New-Generation Drugs for Schizophrenia Popular With Doctors -- and Patients
WebMD News Archive
Nov. 18, 1999 (Chicago) -- Psychiatrists have embraced the new, more effective, and less toxic schizophrenia treatments since they first came on the market a decade ago, according to a new study. However, the research, presented at the 127th Annual Meeting of the American Public Health Association, also indicates that the old-line drugs are still in widespread use.
Economist Tami Mark, PhD, of the MEDSTAT consulting group, surveyed about 250 psychiatrists around the country. Most of the physicians responded to the questionnaire, which looked into their prescribing practices during a two-year period.
"They have adopted the new generation of antipsychotics, probably [because of] their lower side effect profile," Mark tells WebMD. Starting in 1989, when clozapine became available, these new-generation antipsychotics have proven more effective against certain symptoms of schizophrenia -- such as withdrawal -- with fewer side effects. Most notably, the newer medications are less likely to cause symptoms associated with tardive dyskinesia -- a side effect characterized by involuntary facial tics and muscle spasms. There are now four of these newer antipsychotics on the market, including one called olanzapine that is also proving popular.

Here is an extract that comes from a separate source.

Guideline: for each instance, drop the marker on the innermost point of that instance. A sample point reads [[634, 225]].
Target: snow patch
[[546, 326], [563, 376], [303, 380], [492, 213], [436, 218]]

Still, says Mark, only a few doctors used one drug for more than 30% of their patients. "Patients need access to a variety of these antipsychotic drugs. There may not be a magic bullet for every patient. Physicians are not swarming to one particular drug," says Mark.
Mark also looked into the reasons physicians decided to make the switch to the newer drugs. "There seems to be a peer effect. If your peers are using it, you're more likely to use it. Sometimes economists calls this a herd effect," says Mark. She has yet to evaluate the effects of pharmaceutical advertising on the drugs' popularity.
On the negative side, the newer drugs can cost as much as 100 times more than their older counterparts. But Mark says it's not clear that insurance, or lack of it, has proved a barrier to the newer drugs' use. "There's some tentative evidence that insurance status may matter," however, she says.
Eli Lilly and Co., the manufacturer of olanzapine, financed the study.